No final de 2018, com o apoio da Fundação Lemann, fiz parte de um grupo de 90 mulheres, de 33 países, que foi em direção ao continente gelado. Eu fui a única brasileira e espero ser apenas a primeira de uma geração que está se juntando para resolver os principais problemas do país.
Sou uma típica millennial: hiperconectada, inquieta e sinto o peso dos problemas do mundo nos meus ombros. Por isso, vivo em busca de resolvê-los. A inovação pública para a sustentabilidade é minha carreira e minha causa. Em 2016, soube que uma das lideranças ambientais que mais admiro, a costa-riquenha Monica Araya, foi à Antártida em uma expedição só de mulheres e, aliás, a maior de todos os tempos.

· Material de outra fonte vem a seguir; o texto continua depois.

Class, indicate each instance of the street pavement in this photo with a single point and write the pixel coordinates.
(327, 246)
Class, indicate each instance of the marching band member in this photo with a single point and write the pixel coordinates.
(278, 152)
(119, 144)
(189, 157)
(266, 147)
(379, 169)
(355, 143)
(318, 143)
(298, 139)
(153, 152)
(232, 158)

Quando ela compartilhou comigo a razão da sua viagem ao continente gelado, fui fisgada: resolver a crise de liderança que nos afeta em relação a alcançar igualdade e sustentabilidade no nosso tempo. Fascinada com o relato, me inscrevi no projeto Homeward Bound, decidida a me tornar uma das participantes.
O objetivo do programa é entender as transformações pelas quais o mundo está passando e interferir nos cenários que estão por vir, usando a Antártida como pano de fundo.

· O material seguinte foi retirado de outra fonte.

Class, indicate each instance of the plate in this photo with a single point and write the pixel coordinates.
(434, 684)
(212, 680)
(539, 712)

Em 10 anos, o programa selecionará mil mulheres para participar de uma rede de lideranças envolvidas diretamente em resolver os grandes problemas da humanidade. Um deles é o aquecimento global. Outro é a sub-representação das mulheres nos mercados que estão desenvolvendo as tecnologias que mais crescem no momento. Em 2016, Homeward Bound foi nomeada pela revista 'Fortune' como uma das iniciativas mais importantes mundialmente para as mulheres.

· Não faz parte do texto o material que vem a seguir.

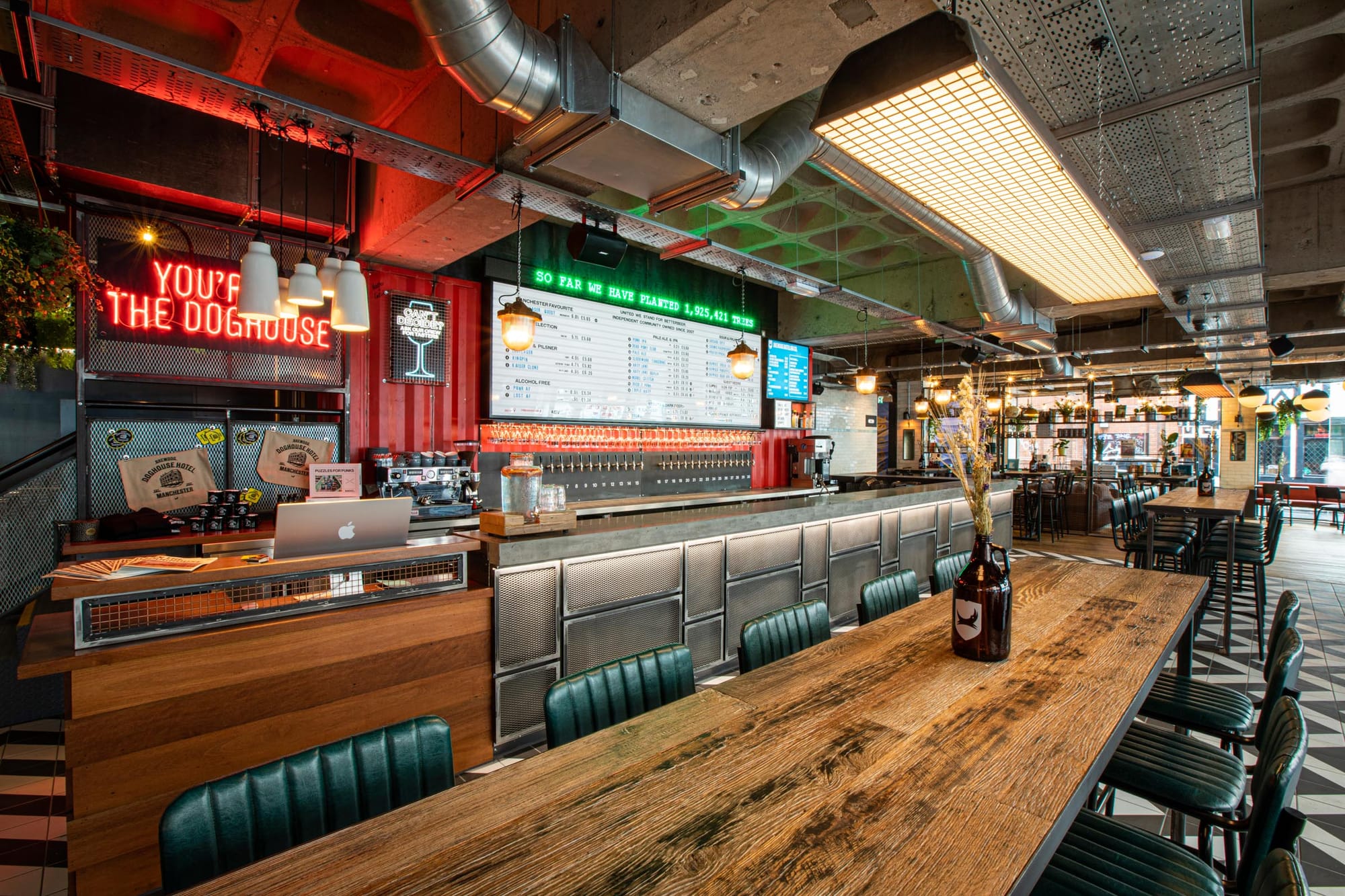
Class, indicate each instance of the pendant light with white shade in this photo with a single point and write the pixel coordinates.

Antes da viagem, tive calafrios ao pensar nas ondas de 12 metros que nos abateriam na passagem de Drake, que separa as Américas da Antártida. Algo ainda mais assustador para mim era pensar em passar 21 dias confinada em um navio quebra-gelo com 90 mulheres que eu não conhecia. E se alguém gritasse? E se esse alguém fosse eu? Sou a terceira filha de quatro irmãs e nunca vivi paz feminina por tanto tempo na minha vida.
90 mulheres e um barco
Para liderar de forma diferente, de maneira mais colaborativa, com humanidade e humildade, começamos olhando para nós mesmas. Tivemos uma imersão em propósito pessoal e em um método de liderança construtiva, buscando saber lidar com nossos traços agressivos e defensivos.
Cada mulher apresentou seu trabalho científico e, juntas, trabalhamos em grupo sobre a igualdade de gênero, saúde das mulheres, poluição plástica e mudança climática. Todos projetos serão implementados nos próximos anos em escala global. Cada dia trouxe uma nova visão, um novo conjunto de emoções, um compromisso reforçado de trabalhar em conjunto para proteger este lugar especial e, ao fazê-lo, para nos protegermos.
Contra todas as minhas expectativas, em 21 dias juntos não houve fofocas ou brigas. Contribuiu para isso o método B.R.A.V.I.N.G., desenvolvido pela doutora Brene Brown, da Universidade de Austin, no Texas. Não teve mágica: foi um baita esforço consciente de respeitar regras simples de colaboração. Em lugar de disputas de poder e de superioridade, houve gentileza, riso, vulnerabilidade e respeito.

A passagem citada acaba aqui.